Elle a obtenu le droit à une sortie exceptionnelle pour aller voir sa mère à l’hôpital.

Deux jours lui ont alors été accordés, les 24 et 25 décembre 2016, au cours desquels elle a fait une rechute.

Pressée de questions à son retour au centre, Lyndia Hamel a admis avoir consommé. Les intervenants lui ont alors annoncé qu’elle retournerait sûrement en prison le lendemain parce qu’elle avait brisé ses engagements.

La femme de 21 ans a exprimé des propos suicidaires. Elle a été retrouvée morte dans son lit le lendemain matin.

Il y avait une seringue souillée à côté d’elle et deux sachets : l’un contenait des résidus de cocaïne, l’autre, deux comprimés, dont un de 18 mg d’Hydromorph Contin, un puissant opioïde équivalant à environ 90 mg de morphine.

Céline Hamel, la mère de la défunte, s’est fait entendre pour la première fois au tribunal mercredi, à la dernière journée de l’enquête publique de la coroner Andrée Kronström sur ce décès.

Vulnérable

«Est-ce que c’est logique d’envoyer un enfant qui est en thérapie, vulnérable, voir sa mère à l’hôpital, tout seul?» a-t-elle lancé.

Elle estime que le risque de rechute était trop grand, vu la charge émotive des événements.

«La logique, c’est de l’accompagner.
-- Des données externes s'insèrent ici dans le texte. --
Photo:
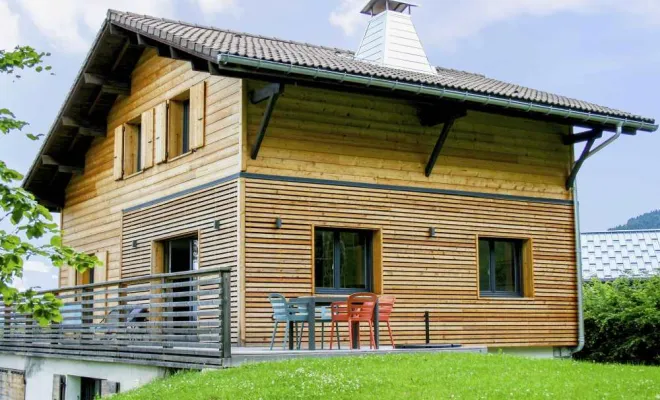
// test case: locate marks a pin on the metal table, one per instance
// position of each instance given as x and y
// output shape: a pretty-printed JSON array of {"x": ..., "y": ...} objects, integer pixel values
[{"x": 312, "y": 302}]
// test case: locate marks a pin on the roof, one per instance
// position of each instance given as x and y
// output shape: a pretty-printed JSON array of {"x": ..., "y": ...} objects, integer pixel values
[
  {"x": 609, "y": 255},
  {"x": 124, "y": 36},
  {"x": 211, "y": 42}
]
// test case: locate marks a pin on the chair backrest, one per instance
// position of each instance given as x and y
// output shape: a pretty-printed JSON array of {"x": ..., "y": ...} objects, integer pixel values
[
  {"x": 279, "y": 304},
  {"x": 361, "y": 306},
  {"x": 338, "y": 310},
  {"x": 385, "y": 306},
  {"x": 323, "y": 313}
]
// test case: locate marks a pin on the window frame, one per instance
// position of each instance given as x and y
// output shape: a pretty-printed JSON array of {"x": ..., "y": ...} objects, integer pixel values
[
  {"x": 370, "y": 273},
  {"x": 520, "y": 267}
]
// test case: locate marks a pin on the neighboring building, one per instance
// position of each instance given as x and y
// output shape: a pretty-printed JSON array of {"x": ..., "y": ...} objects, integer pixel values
[
  {"x": 609, "y": 255},
  {"x": 191, "y": 153}
]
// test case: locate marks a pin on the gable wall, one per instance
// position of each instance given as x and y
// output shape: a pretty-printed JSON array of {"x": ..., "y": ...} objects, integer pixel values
[
  {"x": 318, "y": 136},
  {"x": 92, "y": 216}
]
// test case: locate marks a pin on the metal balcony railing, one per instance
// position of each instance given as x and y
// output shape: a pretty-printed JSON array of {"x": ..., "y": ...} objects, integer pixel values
[{"x": 179, "y": 320}]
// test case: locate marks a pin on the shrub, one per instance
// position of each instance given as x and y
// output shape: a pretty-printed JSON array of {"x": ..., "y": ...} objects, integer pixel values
[{"x": 622, "y": 321}]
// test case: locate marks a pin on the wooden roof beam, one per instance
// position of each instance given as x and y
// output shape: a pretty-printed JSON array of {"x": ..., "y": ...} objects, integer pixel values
[
  {"x": 108, "y": 85},
  {"x": 583, "y": 136},
  {"x": 85, "y": 128},
  {"x": 62, "y": 167}
]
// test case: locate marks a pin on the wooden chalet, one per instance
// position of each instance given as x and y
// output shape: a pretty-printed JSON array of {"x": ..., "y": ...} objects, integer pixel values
[{"x": 231, "y": 166}]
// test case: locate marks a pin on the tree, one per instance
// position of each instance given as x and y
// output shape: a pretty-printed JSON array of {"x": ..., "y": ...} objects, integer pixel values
[{"x": 30, "y": 220}]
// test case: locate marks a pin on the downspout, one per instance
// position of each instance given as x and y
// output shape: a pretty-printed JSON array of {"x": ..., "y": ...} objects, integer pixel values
[{"x": 578, "y": 243}]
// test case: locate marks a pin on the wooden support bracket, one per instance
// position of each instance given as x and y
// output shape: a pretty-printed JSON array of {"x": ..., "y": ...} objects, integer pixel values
[
  {"x": 271, "y": 92},
  {"x": 439, "y": 144},
  {"x": 578, "y": 164}
]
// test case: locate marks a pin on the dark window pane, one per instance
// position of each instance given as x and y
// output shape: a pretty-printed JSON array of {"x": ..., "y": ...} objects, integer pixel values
[
  {"x": 138, "y": 162},
  {"x": 324, "y": 259},
  {"x": 353, "y": 257},
  {"x": 484, "y": 265},
  {"x": 505, "y": 275},
  {"x": 185, "y": 132}
]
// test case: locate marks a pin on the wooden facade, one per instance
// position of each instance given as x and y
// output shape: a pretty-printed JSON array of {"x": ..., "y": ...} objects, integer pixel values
[{"x": 340, "y": 160}]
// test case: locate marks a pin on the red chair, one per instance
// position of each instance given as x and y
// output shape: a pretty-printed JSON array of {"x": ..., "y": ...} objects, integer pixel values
[
  {"x": 385, "y": 308},
  {"x": 360, "y": 308},
  {"x": 338, "y": 313}
]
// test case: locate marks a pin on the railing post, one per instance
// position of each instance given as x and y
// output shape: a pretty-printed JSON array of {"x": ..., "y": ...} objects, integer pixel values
[{"x": 225, "y": 320}]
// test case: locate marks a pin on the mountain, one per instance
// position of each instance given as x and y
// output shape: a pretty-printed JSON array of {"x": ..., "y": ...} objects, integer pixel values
[{"x": 650, "y": 220}]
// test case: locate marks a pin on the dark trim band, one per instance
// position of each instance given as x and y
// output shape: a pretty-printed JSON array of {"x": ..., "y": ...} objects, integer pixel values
[
  {"x": 293, "y": 179},
  {"x": 182, "y": 193},
  {"x": 415, "y": 189}
]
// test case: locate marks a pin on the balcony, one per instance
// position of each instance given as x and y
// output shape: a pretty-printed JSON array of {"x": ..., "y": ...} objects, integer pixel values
[{"x": 179, "y": 320}]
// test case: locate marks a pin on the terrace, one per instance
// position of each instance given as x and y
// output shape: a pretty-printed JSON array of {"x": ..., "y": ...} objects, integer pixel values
[{"x": 175, "y": 320}]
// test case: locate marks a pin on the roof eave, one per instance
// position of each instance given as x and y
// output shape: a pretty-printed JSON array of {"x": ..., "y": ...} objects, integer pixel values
[{"x": 605, "y": 120}]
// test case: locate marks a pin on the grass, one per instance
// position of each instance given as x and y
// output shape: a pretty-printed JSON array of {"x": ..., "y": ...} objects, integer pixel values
[{"x": 415, "y": 376}]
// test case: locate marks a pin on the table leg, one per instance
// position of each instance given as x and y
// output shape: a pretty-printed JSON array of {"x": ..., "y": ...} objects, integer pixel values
[
  {"x": 291, "y": 336},
  {"x": 376, "y": 325},
  {"x": 311, "y": 321}
]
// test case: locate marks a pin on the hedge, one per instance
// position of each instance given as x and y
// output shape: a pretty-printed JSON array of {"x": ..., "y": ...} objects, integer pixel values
[{"x": 622, "y": 321}]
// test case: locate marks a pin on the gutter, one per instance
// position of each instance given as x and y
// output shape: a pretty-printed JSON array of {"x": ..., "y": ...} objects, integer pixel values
[{"x": 460, "y": 95}]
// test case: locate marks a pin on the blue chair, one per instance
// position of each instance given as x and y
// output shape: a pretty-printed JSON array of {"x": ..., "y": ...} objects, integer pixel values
[
  {"x": 288, "y": 311},
  {"x": 323, "y": 315}
]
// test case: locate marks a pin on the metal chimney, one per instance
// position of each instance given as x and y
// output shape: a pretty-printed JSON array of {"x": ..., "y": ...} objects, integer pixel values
[{"x": 391, "y": 39}]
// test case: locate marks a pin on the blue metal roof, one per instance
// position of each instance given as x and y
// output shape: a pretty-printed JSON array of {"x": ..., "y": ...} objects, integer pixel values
[{"x": 608, "y": 255}]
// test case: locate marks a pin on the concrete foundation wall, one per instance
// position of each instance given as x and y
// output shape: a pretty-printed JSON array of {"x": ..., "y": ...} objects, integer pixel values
[{"x": 39, "y": 374}]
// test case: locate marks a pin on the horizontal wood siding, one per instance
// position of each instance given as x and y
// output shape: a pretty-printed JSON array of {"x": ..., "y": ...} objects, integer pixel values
[
  {"x": 94, "y": 200},
  {"x": 436, "y": 274},
  {"x": 325, "y": 134},
  {"x": 193, "y": 214}
]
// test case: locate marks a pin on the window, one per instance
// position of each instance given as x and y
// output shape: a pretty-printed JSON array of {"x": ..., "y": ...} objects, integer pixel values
[
  {"x": 181, "y": 254},
  {"x": 342, "y": 260},
  {"x": 90, "y": 388},
  {"x": 178, "y": 131},
  {"x": 500, "y": 267},
  {"x": 132, "y": 147}
]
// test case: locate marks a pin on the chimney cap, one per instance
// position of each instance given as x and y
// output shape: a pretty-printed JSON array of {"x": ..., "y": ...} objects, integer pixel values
[{"x": 375, "y": 7}]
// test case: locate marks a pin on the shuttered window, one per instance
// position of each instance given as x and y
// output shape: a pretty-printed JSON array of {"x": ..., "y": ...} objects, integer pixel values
[
  {"x": 171, "y": 129},
  {"x": 160, "y": 133},
  {"x": 118, "y": 170},
  {"x": 185, "y": 127},
  {"x": 147, "y": 140}
]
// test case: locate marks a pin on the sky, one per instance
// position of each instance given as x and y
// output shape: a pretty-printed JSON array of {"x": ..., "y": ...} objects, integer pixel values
[{"x": 603, "y": 51}]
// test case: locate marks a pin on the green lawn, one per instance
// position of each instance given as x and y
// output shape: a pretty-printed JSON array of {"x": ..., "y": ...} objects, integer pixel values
[{"x": 414, "y": 376}]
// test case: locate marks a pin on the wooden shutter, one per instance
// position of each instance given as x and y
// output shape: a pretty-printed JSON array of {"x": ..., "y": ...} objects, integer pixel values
[
  {"x": 160, "y": 132},
  {"x": 147, "y": 138},
  {"x": 197, "y": 112},
  {"x": 119, "y": 152},
  {"x": 174, "y": 128},
  {"x": 130, "y": 149}
]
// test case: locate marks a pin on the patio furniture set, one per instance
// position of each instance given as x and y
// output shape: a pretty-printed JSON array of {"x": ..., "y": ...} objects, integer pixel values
[{"x": 304, "y": 312}]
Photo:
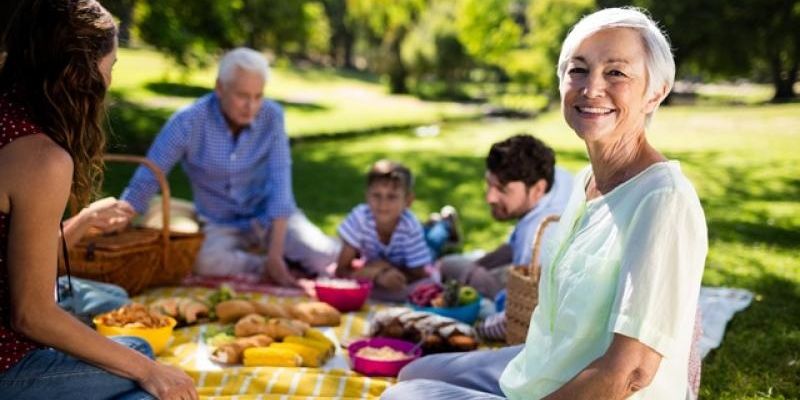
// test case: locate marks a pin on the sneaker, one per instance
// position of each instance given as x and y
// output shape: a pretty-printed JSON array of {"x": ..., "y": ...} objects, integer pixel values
[{"x": 450, "y": 215}]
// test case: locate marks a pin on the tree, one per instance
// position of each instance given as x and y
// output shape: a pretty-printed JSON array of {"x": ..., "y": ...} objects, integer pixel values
[
  {"x": 734, "y": 39},
  {"x": 191, "y": 34},
  {"x": 123, "y": 10},
  {"x": 487, "y": 30},
  {"x": 342, "y": 38},
  {"x": 432, "y": 50},
  {"x": 389, "y": 21},
  {"x": 550, "y": 21}
]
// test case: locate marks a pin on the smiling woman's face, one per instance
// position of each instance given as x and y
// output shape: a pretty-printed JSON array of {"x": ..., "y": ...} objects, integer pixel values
[{"x": 603, "y": 90}]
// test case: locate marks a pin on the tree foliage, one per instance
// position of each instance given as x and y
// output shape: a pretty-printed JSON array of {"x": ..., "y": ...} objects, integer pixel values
[
  {"x": 432, "y": 50},
  {"x": 388, "y": 21},
  {"x": 487, "y": 29}
]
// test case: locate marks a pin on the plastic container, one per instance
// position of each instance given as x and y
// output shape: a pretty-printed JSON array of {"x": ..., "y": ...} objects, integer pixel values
[
  {"x": 157, "y": 337},
  {"x": 372, "y": 367},
  {"x": 344, "y": 299},
  {"x": 467, "y": 313}
]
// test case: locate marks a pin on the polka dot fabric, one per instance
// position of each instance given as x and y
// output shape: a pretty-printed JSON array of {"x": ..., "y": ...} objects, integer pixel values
[{"x": 14, "y": 123}]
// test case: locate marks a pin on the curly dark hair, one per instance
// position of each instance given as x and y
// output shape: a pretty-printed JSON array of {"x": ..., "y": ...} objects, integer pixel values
[
  {"x": 53, "y": 49},
  {"x": 522, "y": 158},
  {"x": 390, "y": 171}
]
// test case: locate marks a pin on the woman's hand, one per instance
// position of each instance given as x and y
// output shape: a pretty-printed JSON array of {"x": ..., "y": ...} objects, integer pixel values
[
  {"x": 108, "y": 215},
  {"x": 168, "y": 383}
]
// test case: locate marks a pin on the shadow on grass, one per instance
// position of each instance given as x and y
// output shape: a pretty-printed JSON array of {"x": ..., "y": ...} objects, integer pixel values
[
  {"x": 761, "y": 347},
  {"x": 117, "y": 176},
  {"x": 177, "y": 89},
  {"x": 729, "y": 193},
  {"x": 133, "y": 126}
]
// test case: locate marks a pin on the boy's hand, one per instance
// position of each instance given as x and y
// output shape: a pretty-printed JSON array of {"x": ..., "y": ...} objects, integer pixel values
[{"x": 391, "y": 279}]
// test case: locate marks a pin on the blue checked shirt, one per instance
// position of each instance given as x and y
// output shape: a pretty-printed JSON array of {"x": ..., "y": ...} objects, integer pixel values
[{"x": 234, "y": 181}]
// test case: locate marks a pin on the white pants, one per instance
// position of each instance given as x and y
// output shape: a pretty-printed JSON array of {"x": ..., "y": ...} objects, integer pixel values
[
  {"x": 228, "y": 250},
  {"x": 454, "y": 376}
]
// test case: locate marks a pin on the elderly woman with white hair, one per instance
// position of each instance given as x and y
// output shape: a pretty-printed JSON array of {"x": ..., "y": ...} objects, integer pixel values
[{"x": 621, "y": 277}]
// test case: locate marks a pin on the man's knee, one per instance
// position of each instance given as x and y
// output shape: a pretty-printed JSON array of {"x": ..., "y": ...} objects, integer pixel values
[
  {"x": 404, "y": 391},
  {"x": 136, "y": 343}
]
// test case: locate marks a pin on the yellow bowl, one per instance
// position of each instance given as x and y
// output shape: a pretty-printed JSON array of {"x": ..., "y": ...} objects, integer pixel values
[{"x": 157, "y": 337}]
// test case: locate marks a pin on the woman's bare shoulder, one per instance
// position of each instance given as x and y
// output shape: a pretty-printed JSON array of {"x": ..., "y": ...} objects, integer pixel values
[{"x": 34, "y": 160}]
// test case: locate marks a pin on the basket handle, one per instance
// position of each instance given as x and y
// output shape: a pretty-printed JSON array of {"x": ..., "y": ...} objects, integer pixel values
[
  {"x": 535, "y": 266},
  {"x": 165, "y": 194}
]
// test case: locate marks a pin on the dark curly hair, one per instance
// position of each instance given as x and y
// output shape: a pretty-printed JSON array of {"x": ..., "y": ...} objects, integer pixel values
[
  {"x": 522, "y": 158},
  {"x": 393, "y": 172},
  {"x": 53, "y": 49}
]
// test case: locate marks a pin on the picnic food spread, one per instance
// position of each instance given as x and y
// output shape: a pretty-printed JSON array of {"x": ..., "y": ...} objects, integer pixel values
[
  {"x": 383, "y": 353},
  {"x": 133, "y": 315},
  {"x": 437, "y": 333}
]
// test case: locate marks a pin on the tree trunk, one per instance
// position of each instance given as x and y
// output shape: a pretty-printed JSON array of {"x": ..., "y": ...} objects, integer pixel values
[
  {"x": 783, "y": 81},
  {"x": 395, "y": 68}
]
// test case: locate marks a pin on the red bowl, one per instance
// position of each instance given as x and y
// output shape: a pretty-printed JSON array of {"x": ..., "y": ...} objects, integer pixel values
[
  {"x": 372, "y": 367},
  {"x": 344, "y": 299}
]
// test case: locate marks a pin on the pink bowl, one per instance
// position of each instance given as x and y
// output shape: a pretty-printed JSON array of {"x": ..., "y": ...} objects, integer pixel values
[
  {"x": 371, "y": 367},
  {"x": 344, "y": 299}
]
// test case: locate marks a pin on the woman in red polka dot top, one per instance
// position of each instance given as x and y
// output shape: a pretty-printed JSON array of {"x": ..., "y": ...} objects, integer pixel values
[{"x": 57, "y": 68}]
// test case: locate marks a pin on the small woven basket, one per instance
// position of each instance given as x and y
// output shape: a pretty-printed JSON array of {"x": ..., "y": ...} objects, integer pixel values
[
  {"x": 137, "y": 258},
  {"x": 523, "y": 290}
]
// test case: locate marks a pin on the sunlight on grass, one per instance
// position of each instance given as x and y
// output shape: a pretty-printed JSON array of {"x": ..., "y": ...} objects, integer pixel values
[{"x": 743, "y": 161}]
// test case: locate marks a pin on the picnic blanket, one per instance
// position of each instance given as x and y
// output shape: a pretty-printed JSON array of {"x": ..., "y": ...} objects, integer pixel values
[
  {"x": 188, "y": 351},
  {"x": 335, "y": 380},
  {"x": 718, "y": 305}
]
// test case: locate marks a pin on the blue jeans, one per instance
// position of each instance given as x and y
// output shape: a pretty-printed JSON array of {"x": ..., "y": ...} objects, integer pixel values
[
  {"x": 472, "y": 375},
  {"x": 51, "y": 374}
]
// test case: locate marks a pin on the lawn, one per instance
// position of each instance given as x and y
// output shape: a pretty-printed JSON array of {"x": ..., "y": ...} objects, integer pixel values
[
  {"x": 743, "y": 160},
  {"x": 147, "y": 88}
]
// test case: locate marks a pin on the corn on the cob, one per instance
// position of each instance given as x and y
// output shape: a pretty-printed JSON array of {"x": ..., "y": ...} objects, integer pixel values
[
  {"x": 325, "y": 348},
  {"x": 312, "y": 357},
  {"x": 317, "y": 335},
  {"x": 271, "y": 357}
]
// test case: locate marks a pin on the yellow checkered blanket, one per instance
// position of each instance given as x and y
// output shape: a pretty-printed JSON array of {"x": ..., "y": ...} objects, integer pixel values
[{"x": 334, "y": 380}]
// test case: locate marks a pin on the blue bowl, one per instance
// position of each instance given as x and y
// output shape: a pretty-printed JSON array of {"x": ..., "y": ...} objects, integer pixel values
[{"x": 467, "y": 313}]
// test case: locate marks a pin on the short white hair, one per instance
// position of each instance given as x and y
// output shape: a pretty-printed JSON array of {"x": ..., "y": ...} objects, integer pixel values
[
  {"x": 244, "y": 58},
  {"x": 660, "y": 63}
]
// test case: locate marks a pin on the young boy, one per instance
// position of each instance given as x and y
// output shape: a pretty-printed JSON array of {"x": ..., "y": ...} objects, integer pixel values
[{"x": 386, "y": 235}]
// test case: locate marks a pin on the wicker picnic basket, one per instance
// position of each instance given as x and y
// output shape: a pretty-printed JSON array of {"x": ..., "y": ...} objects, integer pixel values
[
  {"x": 137, "y": 258},
  {"x": 523, "y": 290}
]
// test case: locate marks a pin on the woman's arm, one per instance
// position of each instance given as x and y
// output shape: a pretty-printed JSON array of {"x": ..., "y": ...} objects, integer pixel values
[
  {"x": 38, "y": 194},
  {"x": 627, "y": 367},
  {"x": 105, "y": 215}
]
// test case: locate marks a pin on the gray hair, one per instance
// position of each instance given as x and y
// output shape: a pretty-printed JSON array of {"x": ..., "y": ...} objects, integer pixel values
[
  {"x": 660, "y": 64},
  {"x": 244, "y": 58}
]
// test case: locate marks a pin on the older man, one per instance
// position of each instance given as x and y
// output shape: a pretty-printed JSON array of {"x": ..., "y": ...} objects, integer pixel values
[
  {"x": 523, "y": 184},
  {"x": 233, "y": 147}
]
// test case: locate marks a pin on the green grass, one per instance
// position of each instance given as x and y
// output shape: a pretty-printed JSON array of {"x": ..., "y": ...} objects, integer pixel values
[
  {"x": 316, "y": 101},
  {"x": 743, "y": 160}
]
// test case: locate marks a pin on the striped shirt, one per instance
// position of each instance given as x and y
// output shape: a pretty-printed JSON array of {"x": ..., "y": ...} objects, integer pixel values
[
  {"x": 234, "y": 180},
  {"x": 406, "y": 247}
]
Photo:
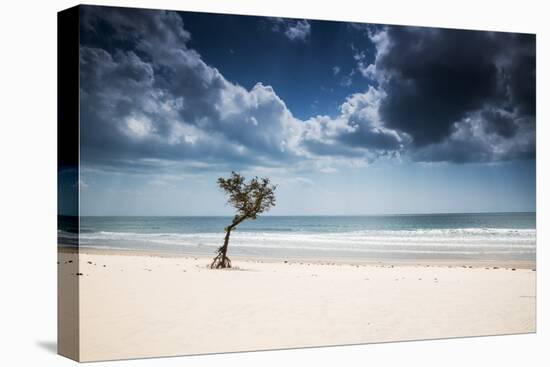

Qu’elle vienne me voir et qu’elle retourne tout de suite au centre», a-t-elle ajouté, entre la peine et la rage.

La coroner Andrée Kronström, qui a écouté plusieurs témoignages relativement à cette affaire, fera des recommandations dans son rapport, à suivre dans les mois à venir.

Plus d’employés par bénéficiaires et de meilleures formations font partie de ce qui lui a été suggéré, tout comme plus de pouvoir lors des fouilles, notamment le droit à la palpation au corps.